Arsene Wenger nie rozpacza po remisie i krytykuje sędziego. "Niewiarygodna czerwona kartka"

Menedżer Arsenalu Londyn uważa, że arbiter meczu w Stambule bezpodstawnie usunął z murawy Aarona Ramseya. Przyznaje, iż z końcowego wyniku jest umiarkowanie zadowolony.

Konrad Kostorz
Konrad Kostorz

Arsenal Londyn bezbramkowo zremisował z Besiktasem Stambuł w pierwszym meczu IV rundy eliminacji Ligi Mistrzów, a rywalizację kończył w dziesiątkę po tym, jak Milorad Mazić pokazał dwie żółte kartki Aaronowi Ramseyowi.

- Ani pierwsza, ani druga decyzja sędziego o ukaraniu piłkarza nie była słuszna. To niewiarygodna czerwona kartka, biorąc pod uwagę inne faule, jakie zostały popełnione w tym meczu - przyznał Arsene Wenger, który w rewanżu nie skorzysta z usług walijskiego pomocnika. Przed rokiem Kanonierzy nie dali szans Fenerbahce Stambuł i wygrali nad Bosforem 3:0. Besiktas wyżej zawiesił poprzeczkę angielskiej drużynie. - To było trudne spotkanie toczone w szybkim tempie. Rywale walczyli zawzięcie o każdą piłkę i musieliśmy wykazać się maksymalną koncentracją. W kilku sytuacjach zabrakło nam perfekcyjnego przygotowania fizycznego - ocenił w rozmowie z oficjalnym serwisem klubu.
Rewanżowy pojedynek na Emirates Stadium odbędzie się już 27 sierpnia. - Remis należy uznać za sprawiedliwy, bowiem obie drużyny miały po kilka niezłych okazji.
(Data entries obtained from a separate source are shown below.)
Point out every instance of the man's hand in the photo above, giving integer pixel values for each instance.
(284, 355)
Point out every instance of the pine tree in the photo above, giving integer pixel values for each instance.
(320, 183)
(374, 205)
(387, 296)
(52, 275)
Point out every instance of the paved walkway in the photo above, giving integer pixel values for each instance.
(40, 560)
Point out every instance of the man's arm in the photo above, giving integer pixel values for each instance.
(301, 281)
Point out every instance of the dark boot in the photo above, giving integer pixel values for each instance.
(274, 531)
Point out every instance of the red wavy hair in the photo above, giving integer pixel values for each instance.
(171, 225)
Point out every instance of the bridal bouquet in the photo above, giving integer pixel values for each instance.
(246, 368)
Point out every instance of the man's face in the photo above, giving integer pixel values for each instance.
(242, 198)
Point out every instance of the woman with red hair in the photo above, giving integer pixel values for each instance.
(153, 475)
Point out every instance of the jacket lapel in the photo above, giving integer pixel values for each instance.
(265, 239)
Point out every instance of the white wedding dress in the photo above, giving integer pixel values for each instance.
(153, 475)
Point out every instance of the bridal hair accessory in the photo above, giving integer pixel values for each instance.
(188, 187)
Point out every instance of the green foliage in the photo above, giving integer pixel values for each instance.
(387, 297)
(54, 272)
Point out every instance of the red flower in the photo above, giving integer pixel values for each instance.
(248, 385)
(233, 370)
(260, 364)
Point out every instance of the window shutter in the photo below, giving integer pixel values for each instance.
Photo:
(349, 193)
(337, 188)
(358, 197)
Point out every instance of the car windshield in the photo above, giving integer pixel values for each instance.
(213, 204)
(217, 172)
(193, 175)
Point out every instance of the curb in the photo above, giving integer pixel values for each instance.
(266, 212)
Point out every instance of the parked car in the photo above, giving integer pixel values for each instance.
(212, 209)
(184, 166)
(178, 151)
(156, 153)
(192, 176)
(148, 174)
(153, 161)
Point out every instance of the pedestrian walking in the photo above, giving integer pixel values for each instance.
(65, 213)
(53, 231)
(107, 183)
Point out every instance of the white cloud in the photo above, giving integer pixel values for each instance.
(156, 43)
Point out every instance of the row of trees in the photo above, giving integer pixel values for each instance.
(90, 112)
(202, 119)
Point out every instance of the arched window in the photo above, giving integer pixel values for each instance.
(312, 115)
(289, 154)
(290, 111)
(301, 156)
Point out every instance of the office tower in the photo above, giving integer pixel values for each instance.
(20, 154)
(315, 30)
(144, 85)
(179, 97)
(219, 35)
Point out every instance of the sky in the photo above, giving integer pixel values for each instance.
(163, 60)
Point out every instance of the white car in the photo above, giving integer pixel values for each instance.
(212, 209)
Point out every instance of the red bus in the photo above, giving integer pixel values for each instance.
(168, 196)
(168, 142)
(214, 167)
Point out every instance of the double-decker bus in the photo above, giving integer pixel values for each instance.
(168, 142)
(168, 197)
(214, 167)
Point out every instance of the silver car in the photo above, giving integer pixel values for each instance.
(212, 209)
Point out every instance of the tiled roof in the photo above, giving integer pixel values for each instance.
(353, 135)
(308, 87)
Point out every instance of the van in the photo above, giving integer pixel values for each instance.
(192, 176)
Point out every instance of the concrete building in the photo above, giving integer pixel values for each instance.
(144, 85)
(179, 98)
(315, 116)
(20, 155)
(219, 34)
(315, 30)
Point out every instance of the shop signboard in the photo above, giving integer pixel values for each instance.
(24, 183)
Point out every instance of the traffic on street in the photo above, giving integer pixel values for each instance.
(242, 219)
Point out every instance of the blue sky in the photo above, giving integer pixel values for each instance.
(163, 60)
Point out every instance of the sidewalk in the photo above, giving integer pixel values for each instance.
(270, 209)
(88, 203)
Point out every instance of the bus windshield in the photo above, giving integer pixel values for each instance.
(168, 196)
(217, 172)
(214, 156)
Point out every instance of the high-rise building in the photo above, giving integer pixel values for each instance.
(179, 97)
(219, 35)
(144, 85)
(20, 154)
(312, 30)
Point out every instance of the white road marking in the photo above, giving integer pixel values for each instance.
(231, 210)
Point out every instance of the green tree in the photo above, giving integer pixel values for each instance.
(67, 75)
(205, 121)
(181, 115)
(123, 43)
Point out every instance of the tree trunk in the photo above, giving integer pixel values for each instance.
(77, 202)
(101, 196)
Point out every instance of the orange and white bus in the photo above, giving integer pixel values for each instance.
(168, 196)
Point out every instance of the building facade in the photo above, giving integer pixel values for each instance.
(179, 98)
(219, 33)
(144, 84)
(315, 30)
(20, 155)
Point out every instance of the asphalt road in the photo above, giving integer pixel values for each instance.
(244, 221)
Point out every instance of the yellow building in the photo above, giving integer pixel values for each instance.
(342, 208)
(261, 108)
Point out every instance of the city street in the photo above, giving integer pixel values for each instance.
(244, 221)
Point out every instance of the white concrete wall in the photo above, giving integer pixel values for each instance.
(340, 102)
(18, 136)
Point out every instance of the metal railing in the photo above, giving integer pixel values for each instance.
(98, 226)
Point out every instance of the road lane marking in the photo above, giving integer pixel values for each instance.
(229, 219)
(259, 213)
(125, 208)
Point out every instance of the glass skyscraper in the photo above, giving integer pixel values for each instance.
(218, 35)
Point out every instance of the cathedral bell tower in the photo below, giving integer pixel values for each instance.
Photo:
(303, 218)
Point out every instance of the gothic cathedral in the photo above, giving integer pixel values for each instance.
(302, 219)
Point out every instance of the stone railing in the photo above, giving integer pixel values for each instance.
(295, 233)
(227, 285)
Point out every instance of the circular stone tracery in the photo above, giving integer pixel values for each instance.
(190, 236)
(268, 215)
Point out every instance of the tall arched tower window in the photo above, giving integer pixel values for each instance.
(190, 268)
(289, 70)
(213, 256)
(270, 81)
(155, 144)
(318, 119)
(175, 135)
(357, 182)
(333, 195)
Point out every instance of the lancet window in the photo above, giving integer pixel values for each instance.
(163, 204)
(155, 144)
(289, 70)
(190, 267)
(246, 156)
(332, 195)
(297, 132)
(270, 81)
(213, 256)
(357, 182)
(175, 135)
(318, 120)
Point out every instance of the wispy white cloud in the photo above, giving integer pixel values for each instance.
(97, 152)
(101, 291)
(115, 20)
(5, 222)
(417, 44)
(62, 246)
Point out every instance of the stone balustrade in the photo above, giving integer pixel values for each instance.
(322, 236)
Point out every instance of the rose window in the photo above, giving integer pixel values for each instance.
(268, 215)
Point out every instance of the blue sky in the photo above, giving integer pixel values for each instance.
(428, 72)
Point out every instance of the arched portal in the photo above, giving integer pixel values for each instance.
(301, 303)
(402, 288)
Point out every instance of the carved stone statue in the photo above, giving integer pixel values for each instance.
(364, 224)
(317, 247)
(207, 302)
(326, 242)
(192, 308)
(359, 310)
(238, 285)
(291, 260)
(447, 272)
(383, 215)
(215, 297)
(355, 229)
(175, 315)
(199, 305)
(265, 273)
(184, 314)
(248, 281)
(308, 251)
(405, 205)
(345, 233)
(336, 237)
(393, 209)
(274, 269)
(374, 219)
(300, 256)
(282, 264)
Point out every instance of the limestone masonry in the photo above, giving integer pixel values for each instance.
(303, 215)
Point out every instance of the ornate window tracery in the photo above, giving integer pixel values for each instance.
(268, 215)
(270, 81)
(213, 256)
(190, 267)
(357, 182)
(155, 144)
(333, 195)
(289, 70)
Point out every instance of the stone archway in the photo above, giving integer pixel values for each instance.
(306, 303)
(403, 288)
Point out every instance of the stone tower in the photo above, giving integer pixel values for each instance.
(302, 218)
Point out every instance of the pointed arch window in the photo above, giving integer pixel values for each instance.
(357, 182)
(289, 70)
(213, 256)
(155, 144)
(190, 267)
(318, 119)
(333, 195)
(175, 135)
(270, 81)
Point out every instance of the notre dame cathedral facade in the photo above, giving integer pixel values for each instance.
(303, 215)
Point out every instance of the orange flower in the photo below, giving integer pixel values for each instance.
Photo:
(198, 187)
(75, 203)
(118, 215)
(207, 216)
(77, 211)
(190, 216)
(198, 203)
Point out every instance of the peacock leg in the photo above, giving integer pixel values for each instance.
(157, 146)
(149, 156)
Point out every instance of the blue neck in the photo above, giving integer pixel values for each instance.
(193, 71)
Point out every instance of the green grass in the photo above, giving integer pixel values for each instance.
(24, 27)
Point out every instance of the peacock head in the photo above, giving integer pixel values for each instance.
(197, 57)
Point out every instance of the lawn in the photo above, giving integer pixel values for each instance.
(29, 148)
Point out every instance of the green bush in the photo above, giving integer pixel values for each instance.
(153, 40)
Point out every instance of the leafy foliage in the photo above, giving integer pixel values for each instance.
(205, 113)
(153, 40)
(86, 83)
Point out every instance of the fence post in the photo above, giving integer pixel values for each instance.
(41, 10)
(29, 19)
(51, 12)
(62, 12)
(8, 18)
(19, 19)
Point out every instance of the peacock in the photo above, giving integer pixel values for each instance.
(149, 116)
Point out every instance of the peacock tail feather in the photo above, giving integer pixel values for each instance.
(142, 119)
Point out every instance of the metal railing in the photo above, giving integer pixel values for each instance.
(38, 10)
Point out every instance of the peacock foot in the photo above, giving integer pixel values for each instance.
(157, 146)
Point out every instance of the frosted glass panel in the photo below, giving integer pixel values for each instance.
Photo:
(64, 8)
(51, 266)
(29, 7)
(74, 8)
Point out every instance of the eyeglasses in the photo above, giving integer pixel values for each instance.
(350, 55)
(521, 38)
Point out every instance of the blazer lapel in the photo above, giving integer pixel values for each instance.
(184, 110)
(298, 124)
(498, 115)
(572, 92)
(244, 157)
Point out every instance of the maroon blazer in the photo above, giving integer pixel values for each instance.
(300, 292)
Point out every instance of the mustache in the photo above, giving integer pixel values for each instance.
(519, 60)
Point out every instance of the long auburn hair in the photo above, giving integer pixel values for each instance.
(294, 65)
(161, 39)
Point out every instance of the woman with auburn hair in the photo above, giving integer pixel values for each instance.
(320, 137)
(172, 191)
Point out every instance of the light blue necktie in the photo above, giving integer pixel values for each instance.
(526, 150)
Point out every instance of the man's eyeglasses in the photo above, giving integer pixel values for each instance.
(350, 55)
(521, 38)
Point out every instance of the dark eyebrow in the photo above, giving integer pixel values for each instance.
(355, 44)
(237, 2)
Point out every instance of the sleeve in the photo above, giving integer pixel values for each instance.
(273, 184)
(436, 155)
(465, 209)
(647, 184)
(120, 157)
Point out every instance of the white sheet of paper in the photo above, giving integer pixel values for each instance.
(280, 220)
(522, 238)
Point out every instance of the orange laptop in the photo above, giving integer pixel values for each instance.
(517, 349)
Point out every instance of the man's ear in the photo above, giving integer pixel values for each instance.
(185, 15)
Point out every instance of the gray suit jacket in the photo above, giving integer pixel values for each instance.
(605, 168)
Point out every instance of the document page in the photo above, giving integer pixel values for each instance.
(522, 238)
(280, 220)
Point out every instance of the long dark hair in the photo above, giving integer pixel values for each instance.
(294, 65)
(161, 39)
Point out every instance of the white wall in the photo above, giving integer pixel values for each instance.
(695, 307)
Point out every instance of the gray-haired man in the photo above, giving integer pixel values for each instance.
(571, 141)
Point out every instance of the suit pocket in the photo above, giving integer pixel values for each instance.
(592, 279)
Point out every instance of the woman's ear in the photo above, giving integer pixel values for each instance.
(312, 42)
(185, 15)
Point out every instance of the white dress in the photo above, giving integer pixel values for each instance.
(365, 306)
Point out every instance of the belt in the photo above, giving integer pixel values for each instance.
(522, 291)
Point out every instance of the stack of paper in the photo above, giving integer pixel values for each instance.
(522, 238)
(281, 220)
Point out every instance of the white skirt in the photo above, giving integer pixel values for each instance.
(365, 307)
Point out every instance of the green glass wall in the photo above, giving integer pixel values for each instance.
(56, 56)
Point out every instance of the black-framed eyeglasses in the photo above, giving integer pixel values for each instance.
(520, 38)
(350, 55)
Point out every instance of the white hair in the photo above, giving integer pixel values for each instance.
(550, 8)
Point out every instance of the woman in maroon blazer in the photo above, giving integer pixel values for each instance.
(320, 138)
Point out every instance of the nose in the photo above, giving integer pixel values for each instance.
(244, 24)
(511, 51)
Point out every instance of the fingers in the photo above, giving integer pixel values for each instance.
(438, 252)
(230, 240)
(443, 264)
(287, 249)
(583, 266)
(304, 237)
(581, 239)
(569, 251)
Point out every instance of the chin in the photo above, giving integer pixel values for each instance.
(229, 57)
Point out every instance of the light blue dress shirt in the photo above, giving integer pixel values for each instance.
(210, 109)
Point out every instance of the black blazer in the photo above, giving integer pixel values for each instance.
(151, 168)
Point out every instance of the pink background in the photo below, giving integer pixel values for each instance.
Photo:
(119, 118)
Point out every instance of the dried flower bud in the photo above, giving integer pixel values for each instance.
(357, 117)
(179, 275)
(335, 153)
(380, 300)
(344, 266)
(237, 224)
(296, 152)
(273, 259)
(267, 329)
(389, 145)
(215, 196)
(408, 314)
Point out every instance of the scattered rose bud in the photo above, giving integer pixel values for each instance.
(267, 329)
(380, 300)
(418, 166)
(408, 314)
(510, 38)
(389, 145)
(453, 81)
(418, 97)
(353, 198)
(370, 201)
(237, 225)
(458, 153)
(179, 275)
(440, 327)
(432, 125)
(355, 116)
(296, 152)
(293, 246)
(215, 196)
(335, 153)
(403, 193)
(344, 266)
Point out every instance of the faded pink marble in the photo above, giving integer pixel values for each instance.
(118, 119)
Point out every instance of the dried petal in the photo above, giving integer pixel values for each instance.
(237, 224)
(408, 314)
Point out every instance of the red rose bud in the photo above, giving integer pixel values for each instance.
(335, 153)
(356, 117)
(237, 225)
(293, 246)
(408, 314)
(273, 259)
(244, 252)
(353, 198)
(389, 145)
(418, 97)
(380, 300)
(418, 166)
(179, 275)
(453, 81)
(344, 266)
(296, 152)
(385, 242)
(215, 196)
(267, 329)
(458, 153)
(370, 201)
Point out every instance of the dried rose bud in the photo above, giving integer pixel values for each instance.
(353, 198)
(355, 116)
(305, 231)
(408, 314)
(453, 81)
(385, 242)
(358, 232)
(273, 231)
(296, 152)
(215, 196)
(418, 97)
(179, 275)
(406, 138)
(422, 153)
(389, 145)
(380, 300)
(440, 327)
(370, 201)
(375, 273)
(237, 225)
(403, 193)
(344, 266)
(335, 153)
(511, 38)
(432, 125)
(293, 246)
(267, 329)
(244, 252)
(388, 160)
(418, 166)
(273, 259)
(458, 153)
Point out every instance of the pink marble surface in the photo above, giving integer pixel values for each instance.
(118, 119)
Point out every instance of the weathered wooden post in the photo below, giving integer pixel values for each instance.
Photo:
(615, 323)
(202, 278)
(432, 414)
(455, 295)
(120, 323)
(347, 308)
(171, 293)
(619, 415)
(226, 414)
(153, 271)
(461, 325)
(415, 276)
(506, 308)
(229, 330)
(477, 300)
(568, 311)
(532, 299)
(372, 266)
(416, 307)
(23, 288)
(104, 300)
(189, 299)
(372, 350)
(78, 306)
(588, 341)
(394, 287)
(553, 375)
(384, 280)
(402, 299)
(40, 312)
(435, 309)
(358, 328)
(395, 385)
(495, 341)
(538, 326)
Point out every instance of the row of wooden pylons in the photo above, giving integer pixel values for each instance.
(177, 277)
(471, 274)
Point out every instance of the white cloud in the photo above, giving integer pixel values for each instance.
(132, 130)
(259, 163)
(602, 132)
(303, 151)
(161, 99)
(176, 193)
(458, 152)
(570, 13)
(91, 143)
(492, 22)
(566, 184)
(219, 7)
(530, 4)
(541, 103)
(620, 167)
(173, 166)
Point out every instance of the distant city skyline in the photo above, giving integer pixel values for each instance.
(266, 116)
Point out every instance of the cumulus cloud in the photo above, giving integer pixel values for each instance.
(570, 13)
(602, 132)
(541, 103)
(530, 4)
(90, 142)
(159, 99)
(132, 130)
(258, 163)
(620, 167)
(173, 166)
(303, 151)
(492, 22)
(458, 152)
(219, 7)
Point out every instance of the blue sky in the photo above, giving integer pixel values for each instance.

Również w drugim meczu nie będzie nam łatwo pokonać Besiktasu, który jest klasową drużyną. Zagramy jednak u siebie i nie wyobrażam sobie innego rozstrzygnięcia niż nasz awans - zapowiedział Wenger.

Francuski menedżer przyznał, że Arsenal prawdopodobnie nie dokona już wzmocnień, ale w najbliższy weekend do gry wreszcie mają być gotowi Mesut Oezil, Per Mertesacker oraz Lukas Podolski.